The model forward pass is the only expensive step, and geo+joint+medial+full are
all derivable from one pass per sentence. So:

```bash
bash run_sweep_cached.sh   # GPU: each model loaded once, each sentence scored once -> json/
bash regen_reports.sh      # CPU: analyze + reports + plots + summary + aggregates + report.html
```

`run_sweep_cached.sh` (via `code/sweep_cached.py`) reproduces `code/main.py`'s
numbers bit-for-bit but scores each distinct sentence exactly once, ~3–4× less
GPU than calling `main.py` per config. `regen_reports.sh` is pure post-processing
from the JSONs — rerun it freely after any plotting/report change.

## Caveats

- `gpt2` is a small-model **baseline**; it appears in the data, summary tables,
  per-config galleries, and the per-model gap plot (`agg_07`).

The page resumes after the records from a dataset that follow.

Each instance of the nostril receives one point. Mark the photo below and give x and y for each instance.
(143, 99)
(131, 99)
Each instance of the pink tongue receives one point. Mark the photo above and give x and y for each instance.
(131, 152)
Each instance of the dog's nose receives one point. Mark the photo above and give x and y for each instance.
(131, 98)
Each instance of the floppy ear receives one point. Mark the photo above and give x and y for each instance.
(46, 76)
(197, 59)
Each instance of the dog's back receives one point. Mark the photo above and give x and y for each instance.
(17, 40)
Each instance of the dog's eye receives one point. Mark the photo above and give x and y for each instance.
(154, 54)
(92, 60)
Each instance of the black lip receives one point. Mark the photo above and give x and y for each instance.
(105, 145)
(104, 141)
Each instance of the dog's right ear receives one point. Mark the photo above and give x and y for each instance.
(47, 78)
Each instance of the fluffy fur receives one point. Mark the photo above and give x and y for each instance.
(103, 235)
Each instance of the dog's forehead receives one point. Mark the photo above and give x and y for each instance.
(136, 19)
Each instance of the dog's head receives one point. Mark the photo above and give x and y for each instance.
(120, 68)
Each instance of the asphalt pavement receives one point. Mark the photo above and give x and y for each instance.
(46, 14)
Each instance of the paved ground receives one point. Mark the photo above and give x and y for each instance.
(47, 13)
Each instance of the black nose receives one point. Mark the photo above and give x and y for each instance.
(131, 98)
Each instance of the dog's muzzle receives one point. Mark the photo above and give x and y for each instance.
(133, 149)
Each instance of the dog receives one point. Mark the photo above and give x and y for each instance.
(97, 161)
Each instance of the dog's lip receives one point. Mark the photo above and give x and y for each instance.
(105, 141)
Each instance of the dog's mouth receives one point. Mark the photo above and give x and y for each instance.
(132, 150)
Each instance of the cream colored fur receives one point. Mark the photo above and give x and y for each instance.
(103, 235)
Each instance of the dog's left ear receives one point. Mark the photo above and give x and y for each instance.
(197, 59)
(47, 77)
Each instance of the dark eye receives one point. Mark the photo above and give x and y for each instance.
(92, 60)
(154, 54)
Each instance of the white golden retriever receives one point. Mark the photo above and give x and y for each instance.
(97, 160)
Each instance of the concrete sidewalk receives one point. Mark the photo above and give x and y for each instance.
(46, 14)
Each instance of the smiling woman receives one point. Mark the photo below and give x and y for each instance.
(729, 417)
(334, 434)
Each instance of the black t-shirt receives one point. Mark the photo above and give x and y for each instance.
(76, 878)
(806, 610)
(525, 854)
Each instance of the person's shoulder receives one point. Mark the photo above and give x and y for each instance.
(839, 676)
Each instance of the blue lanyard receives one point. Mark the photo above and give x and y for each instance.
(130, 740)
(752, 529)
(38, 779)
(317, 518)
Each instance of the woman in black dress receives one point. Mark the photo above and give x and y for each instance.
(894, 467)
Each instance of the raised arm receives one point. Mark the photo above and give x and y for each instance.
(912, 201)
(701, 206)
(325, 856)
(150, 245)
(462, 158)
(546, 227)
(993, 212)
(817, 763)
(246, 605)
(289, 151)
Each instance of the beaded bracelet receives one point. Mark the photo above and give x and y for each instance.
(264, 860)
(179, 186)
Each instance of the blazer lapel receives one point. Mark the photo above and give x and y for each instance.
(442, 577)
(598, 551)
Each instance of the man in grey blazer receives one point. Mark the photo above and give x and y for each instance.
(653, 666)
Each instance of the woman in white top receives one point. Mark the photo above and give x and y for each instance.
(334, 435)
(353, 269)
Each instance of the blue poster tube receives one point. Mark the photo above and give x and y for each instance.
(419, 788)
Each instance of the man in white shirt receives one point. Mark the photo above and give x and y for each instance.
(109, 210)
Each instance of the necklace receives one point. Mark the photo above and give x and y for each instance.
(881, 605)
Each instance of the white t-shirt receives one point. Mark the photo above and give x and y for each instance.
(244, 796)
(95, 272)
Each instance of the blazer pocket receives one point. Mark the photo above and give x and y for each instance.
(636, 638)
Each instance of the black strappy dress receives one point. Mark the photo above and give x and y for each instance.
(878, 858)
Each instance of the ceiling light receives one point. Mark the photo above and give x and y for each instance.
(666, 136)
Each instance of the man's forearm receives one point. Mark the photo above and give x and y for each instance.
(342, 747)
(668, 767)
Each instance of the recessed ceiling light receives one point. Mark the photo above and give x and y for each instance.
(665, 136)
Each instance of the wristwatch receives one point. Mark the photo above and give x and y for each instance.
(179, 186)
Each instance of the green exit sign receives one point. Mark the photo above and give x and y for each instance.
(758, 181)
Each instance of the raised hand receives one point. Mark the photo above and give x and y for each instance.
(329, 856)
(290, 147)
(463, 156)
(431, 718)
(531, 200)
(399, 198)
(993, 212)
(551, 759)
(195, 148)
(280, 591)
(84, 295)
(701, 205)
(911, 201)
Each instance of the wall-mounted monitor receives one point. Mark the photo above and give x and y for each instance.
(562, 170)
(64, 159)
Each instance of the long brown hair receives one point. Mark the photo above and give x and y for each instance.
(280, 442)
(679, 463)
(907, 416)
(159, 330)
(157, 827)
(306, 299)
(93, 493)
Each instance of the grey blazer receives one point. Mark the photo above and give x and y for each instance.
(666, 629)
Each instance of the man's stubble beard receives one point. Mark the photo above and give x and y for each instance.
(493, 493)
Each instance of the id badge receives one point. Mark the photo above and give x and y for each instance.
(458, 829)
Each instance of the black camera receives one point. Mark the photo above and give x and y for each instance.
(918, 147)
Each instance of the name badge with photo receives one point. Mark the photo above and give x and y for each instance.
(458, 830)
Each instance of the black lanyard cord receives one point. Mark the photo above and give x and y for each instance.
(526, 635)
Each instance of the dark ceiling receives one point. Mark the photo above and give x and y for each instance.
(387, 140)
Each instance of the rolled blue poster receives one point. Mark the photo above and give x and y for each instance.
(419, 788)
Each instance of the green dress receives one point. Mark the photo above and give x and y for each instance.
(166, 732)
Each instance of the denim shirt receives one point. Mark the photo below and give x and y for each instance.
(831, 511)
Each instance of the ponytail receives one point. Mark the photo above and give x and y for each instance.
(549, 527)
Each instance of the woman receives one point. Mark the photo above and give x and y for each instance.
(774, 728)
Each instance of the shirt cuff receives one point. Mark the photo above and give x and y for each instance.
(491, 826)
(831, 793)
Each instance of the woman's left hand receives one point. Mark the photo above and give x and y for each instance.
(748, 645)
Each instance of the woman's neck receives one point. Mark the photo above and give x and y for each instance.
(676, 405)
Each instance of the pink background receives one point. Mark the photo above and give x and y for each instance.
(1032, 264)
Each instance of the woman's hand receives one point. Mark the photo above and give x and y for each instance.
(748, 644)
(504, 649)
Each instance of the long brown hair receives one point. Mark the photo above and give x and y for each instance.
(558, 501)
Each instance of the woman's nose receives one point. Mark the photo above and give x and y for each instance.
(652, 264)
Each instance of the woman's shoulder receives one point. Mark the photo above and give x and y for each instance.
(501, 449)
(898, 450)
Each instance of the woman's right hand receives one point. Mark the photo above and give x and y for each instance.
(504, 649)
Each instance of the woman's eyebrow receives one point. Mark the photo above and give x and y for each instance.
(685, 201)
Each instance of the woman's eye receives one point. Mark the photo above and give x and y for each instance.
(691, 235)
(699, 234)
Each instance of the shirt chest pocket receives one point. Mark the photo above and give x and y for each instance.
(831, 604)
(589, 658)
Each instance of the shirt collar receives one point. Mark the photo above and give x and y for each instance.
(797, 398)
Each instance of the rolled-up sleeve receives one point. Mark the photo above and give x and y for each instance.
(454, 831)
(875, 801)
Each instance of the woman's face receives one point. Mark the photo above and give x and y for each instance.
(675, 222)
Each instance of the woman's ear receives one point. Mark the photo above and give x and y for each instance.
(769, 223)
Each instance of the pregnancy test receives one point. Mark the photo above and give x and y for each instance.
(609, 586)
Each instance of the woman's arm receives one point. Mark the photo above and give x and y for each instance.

The 4 big models
  are the study set; `agg_08` is restricted to them.
- `full` mode includes final-position sentences (empty right context); the
  canonical analysis and the README math assume `medial`.
- All non-baseline models are **base** (non-instruct) LMs.
- JSON stores Python `Infinity` (not strict JSON); the analysis scripts handle it.